While reading Rudin's proof that the Cantor set is Perfect, I realised that it assumes the endpoints of each interval survive the construction. I did not find this to be obvious to me. I tried proving it through induction, but I don't think that's allowed since there are infinite induction steps.
So how to prove that the endpoints survive construction?
The Cantor set $C$ construction being $$C_n = \frac{C_{n-1}}{3} \cup (\frac{2}{3} + \frac{C_{n-1}}{3})\;\;\; \text{ for $n \ge 1$, } \;\;C_0 = [0,1] $$ $$C:= \bigcap_{n = 1}^{\infty} C_n$$
My attempt at a particular case (proving $0 \in C$):
$$\text{a) } 0 \in C_0$$
$$\text{b) For a particular } n \in \Bbb N , \text{ assume } 0 \in C_n$$
$$\implies0 \in C_{n+1} \text{ (as $\frac{0}{3} = 0)$ }$$
$$\therefore 0 \in C_n \;\forall\; n \in \Bbb N$$
But this does not prove that $0 \in C$ as $C$ is the intersection of infinite sets.
Best Answer
To show $0 \in C$ you exactly have to show $$\forall n: 0 \in C_n$$ because that's what the intersection means. This fact can perfectly well be shown by induction on $n$ using the recursive/fractal nature of the $C_n$. So there is no problem at all with infinite intersections.
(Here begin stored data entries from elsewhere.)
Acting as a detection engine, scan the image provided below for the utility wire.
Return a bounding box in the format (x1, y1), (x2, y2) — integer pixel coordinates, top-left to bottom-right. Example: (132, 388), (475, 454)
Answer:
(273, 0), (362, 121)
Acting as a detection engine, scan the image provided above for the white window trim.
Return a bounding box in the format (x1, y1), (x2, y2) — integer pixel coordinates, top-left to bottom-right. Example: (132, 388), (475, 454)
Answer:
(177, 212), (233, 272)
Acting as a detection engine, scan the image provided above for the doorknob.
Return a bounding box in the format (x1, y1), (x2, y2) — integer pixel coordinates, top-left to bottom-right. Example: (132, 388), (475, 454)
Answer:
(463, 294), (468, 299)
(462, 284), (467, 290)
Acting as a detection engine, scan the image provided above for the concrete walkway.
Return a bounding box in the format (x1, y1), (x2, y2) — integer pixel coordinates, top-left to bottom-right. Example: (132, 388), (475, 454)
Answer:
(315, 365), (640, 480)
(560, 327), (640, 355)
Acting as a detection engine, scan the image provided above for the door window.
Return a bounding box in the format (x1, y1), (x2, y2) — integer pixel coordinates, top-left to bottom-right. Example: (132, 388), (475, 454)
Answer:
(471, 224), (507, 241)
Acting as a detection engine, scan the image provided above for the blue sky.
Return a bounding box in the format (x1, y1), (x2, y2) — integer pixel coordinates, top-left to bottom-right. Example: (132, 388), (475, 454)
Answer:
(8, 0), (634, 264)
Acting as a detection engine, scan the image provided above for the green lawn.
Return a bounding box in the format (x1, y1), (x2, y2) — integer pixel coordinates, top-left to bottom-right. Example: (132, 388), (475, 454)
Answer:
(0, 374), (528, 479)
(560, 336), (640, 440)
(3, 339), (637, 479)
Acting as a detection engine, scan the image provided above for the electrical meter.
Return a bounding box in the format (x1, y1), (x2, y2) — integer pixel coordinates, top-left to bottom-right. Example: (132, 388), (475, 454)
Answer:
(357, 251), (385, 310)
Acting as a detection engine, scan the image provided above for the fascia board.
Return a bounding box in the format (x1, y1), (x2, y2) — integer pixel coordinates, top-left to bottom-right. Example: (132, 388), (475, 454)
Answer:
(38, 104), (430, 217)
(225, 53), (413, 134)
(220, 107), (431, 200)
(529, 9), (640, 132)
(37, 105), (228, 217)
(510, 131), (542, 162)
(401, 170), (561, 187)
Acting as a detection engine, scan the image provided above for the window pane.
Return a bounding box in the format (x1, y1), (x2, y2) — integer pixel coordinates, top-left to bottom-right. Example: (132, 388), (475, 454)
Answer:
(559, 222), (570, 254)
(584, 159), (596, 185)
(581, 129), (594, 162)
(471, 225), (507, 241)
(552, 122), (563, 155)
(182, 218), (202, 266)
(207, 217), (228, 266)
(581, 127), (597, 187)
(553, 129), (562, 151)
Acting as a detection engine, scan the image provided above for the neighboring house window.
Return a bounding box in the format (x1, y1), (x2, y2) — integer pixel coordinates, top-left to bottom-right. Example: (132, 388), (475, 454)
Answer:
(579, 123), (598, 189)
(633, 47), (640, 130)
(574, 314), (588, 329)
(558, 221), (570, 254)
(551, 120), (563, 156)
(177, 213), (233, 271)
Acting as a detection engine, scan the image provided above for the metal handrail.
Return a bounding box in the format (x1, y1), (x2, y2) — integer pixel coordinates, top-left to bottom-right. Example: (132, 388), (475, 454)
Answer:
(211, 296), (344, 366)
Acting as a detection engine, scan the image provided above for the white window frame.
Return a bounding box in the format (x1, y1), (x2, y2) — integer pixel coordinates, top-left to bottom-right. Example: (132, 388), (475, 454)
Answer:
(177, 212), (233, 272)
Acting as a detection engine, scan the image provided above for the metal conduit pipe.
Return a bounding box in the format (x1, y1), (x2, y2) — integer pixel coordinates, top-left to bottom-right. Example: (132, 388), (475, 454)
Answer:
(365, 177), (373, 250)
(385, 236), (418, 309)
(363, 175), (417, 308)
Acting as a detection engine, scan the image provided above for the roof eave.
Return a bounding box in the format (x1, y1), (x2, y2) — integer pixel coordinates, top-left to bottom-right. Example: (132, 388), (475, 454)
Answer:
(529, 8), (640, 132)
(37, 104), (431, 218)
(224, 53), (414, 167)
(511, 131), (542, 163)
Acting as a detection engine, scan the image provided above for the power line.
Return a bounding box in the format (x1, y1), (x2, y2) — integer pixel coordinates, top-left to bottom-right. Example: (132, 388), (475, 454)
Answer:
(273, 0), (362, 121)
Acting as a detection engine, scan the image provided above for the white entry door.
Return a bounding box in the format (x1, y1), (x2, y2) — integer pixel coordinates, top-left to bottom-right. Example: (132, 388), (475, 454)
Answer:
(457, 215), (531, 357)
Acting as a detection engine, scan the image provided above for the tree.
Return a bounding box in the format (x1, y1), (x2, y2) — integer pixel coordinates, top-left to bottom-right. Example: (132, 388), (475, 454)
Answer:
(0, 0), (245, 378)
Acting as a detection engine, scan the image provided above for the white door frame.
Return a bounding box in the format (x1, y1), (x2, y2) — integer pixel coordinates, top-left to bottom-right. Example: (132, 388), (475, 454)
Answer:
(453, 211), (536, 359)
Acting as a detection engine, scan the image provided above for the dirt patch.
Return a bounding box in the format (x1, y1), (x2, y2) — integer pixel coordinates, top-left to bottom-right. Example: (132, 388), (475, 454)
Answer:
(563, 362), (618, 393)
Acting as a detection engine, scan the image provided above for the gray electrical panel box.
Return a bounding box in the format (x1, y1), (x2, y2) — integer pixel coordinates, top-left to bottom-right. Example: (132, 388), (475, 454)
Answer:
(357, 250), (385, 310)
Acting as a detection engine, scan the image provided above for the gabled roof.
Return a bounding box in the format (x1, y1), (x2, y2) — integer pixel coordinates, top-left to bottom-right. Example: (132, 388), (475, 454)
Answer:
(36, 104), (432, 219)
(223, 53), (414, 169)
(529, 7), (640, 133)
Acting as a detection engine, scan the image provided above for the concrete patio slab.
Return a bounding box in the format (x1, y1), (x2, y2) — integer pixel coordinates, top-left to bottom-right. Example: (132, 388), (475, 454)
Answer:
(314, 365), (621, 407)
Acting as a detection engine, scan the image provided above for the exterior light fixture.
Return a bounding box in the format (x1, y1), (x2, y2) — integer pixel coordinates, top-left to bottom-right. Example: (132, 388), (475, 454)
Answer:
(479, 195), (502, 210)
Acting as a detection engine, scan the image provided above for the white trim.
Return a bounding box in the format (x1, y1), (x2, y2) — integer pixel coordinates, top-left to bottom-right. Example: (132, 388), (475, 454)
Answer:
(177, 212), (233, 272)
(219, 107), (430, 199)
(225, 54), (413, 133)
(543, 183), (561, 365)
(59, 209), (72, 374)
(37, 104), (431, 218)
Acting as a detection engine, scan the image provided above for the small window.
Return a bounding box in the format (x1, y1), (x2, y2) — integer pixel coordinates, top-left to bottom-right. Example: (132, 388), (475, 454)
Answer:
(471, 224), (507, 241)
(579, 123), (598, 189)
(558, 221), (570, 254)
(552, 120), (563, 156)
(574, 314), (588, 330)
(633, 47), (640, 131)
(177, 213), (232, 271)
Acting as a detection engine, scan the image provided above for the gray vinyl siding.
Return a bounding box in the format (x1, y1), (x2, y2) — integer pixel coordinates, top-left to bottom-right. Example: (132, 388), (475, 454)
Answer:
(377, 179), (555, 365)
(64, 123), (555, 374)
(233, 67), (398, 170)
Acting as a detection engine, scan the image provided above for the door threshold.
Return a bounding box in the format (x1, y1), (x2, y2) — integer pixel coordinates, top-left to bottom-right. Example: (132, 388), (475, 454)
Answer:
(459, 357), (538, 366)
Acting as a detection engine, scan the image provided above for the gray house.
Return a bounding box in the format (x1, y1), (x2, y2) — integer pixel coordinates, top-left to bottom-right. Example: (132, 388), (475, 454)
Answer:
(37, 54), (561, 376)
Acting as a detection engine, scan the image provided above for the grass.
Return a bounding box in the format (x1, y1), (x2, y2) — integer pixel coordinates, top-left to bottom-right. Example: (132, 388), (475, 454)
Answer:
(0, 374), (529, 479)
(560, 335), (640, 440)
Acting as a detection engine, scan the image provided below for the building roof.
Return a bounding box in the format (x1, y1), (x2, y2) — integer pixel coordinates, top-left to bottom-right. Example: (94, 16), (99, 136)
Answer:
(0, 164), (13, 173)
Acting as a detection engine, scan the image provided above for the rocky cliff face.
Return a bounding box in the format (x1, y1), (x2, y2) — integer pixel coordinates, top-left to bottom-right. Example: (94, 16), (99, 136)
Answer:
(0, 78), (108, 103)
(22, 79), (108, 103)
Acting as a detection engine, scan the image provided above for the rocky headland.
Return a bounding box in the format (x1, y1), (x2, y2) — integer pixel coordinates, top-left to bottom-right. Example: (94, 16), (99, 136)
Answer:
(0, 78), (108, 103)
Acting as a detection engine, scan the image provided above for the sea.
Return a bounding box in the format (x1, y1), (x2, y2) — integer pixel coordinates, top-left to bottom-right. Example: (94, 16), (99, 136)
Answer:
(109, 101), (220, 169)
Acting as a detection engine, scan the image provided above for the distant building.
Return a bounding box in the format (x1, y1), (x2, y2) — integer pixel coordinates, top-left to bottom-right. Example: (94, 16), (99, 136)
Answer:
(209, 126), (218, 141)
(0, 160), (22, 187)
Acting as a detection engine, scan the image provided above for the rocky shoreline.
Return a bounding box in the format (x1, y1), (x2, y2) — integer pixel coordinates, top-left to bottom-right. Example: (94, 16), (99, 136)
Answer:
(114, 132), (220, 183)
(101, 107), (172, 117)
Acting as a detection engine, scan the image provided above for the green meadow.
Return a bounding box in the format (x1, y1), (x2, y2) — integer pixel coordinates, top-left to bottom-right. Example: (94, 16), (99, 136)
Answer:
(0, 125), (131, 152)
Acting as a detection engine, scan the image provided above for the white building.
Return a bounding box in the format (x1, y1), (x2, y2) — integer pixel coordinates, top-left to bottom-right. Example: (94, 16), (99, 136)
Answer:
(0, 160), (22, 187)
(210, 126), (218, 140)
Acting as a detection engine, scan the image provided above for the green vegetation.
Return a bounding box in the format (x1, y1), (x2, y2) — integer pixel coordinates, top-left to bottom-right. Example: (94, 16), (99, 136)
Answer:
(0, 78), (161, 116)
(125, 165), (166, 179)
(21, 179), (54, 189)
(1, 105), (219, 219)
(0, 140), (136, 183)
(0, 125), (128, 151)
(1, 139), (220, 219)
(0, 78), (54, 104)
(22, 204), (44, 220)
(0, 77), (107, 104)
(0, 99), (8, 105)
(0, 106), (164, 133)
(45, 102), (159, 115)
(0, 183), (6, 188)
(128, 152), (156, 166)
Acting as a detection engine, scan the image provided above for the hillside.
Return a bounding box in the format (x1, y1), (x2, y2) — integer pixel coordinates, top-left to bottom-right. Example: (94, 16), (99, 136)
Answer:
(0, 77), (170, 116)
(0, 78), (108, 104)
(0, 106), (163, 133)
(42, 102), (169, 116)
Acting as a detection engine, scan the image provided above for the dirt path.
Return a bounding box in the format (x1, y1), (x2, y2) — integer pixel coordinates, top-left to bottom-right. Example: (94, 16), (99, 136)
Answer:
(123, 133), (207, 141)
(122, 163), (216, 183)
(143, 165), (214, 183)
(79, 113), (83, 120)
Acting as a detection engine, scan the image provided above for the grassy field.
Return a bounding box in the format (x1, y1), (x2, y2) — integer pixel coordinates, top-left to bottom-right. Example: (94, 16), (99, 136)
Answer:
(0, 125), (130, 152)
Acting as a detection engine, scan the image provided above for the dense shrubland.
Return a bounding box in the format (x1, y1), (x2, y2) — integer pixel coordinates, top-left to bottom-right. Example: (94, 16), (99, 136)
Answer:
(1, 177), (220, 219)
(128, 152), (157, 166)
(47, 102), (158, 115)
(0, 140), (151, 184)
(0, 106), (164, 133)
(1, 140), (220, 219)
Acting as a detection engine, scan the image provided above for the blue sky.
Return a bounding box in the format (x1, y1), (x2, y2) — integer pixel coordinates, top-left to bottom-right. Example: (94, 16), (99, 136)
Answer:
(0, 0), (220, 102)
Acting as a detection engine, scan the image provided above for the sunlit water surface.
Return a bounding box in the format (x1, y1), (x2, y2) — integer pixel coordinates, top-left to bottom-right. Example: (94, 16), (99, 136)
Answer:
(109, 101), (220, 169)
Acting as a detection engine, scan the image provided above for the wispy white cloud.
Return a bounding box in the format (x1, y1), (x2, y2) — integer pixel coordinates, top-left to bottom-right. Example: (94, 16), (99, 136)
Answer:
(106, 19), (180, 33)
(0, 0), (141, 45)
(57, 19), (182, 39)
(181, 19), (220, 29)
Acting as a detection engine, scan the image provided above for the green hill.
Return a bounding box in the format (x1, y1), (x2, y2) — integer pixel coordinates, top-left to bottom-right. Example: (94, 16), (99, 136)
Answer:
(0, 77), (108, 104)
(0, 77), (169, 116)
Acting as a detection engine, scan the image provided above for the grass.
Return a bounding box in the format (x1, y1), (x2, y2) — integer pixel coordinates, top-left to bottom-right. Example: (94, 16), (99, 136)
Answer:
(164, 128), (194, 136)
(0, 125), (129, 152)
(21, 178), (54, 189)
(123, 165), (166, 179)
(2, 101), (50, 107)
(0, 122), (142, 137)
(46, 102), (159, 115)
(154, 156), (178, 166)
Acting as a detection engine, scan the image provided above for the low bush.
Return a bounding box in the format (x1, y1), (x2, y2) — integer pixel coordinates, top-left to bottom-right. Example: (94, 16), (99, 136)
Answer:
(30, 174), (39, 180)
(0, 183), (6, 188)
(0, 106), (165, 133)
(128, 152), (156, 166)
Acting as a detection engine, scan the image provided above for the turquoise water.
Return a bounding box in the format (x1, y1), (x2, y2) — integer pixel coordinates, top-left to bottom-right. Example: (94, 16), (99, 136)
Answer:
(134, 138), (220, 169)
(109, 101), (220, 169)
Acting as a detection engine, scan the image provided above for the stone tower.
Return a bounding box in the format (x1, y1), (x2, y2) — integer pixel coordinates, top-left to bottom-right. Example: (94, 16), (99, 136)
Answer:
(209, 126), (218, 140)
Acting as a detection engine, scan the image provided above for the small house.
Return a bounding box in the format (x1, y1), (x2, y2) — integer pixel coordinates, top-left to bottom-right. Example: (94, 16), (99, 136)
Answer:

In fact all other endpoints (they have finite ternary expansion with only zeroes and twos, like $1$, $\frac{1}{3}$, $\frac{2}{3}, \frac{1}{9}, \frac{2}{9} \frac{1}{27}, \ldots$ and countably many more) also all survive, and many others besides. These endpoints even form a countable dense set in $C$.